Au début du XXe siècle, les pêcheurs américains avaient l'habitude de visiter au moins trois lacs par jour durant leur expédition dans l'actuelle réserve de Mastigouche. Une journée comprenait toujours une pause avec la préparation d'un «shorelunch».

Au menu: une fricassée de lard, de pommes de terre et d'oignons pour accompagner des truites fraîchement pêchées, se souvient le doyen des gardiens du secteur Shawinigan de la réserve de Mastigouche, Patrick Lemay. Et il y avait toujours un grand pot de thé pour compléter.

 

Le club Commodore a cessé d'exister à la fin des années 70 pour faire partie de la réserve faunique de Mastigouche. Le gouvernement de l'époque a mis fin au règne des clubs privés au Québec pour donner accès au grand public. Les chalets en bois rond construits vers 1905 peuvent aujourd'hui être loués. Un territoire de plus de 400 lacs à explorer et autant de rives pour y faire un dîner d'antan.

Louis-François Marcotte, chef propriétaire du restaurant Le Local, se souvient d'avoir séjourné enfant dans le chalet principal de cet ancien club. «Je pense avoir pris goût à la cuisine lors des grand repas préparés dans des endroits comme ici», confie-t-il. Les truites fraîches ont d'ailleurs inspiré le jeune chef et son acolyte, Charles-Emmanuel Pariseau. Les deux chefs ont réalisé l'un des fantasmes ultimes des pêcheurs: cuisiner des poissons dès leur capture. Nous les avons avalés à peine 45 minutes après qu'ils eurent mordu sur nos muddlers.

Le tartare

Pendant que l'un découpait des filets à la chair orangée, l'autre préparait une mayonnaise toute simple pour assembler un tartare. Avec l'ancre jetée au milieu d'une petite baie, les insectes étaient trop loin pour importuner les pêcheurs. Une bouteille de vin blanc frais, quelques croûtons de pain et le tartare ont transformé une sortie de pêche en expérience gastronomique.
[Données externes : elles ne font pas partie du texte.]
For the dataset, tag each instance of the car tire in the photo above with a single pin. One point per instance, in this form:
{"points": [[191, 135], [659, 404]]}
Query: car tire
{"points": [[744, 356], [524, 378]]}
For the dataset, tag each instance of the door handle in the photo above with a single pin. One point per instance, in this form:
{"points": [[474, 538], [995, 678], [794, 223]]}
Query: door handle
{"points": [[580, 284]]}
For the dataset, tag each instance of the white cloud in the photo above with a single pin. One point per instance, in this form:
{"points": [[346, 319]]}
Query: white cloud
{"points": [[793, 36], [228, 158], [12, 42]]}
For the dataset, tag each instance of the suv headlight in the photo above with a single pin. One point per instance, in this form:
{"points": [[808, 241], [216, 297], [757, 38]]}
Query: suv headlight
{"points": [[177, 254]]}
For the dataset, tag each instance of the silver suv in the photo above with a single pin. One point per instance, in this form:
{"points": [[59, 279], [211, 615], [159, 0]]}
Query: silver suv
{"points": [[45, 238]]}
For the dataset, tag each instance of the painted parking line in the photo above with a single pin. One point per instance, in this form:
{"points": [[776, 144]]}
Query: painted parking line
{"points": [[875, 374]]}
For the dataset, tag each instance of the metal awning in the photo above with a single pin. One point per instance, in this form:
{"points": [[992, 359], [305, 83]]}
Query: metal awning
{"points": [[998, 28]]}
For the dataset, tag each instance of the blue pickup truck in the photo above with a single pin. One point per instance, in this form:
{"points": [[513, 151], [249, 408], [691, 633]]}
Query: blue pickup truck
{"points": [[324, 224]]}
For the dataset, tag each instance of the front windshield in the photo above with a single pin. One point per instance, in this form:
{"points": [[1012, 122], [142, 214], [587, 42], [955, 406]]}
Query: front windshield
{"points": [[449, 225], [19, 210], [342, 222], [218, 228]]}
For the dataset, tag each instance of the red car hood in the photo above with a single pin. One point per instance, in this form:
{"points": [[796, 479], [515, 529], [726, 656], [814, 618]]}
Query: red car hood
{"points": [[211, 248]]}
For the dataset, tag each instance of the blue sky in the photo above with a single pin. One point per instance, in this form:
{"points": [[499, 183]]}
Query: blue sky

Il faut quand même être très motivé pour se lancer dans ce genre de prouesses culinaires. La préparation d'un repas sur la rive s'avère plus facile. Un feu pour les plus conservateurs ou un BBQ portable pour les paresseux est tout de même nécessaire.

Pour accompagner le poisson, Louis-François Marcotte a très peu changé le classique mélange de lard, d'oignons et de pommes de terre bien caramélisé. Il suffit d'un peu de sel pour faire dégorger les oignons de leur eau et éviter de trop brasser les légumes pour leur permettre de bien dorer, conseille Charles-Emmanuel Pariseau.

 

Pour la truite, si vous avez une belle prise, gardez-la toute entière. Autrement, prélevez des filets. Le réflexe culinaire des pêcheurs est souvent de passer le poisson frais dans de la farine pour ensuite les faire rôtir dans le beurre ou l'huile. Le chef propriétaire du Local propose une petite variante: la semoule de maïs fine. Avec un filet d'huile, les filets deviennent croustillants.Pour la truite entière, on peut laisser son imagination courir, mais le mélange échalotes, citron et ail rôti de Louis-François Marcotte était tout à fait réussi. Pour varier, le chef propriétaire du Local a aussi imaginé des filets de poisson avec une julienne de légumes fumé aux copeaux de bois.

Voilà des recettes d'exécution simple remisant au placard la truite enfarinée et rissolée. Et voici beaucoup de calories pour retourner au plus vite se creuser l'appétit en rêvant d'attraper un poisson gigantesque.

Les frais d'hébergement et de pêche de ce reportage ont été payés par la SEPAQ.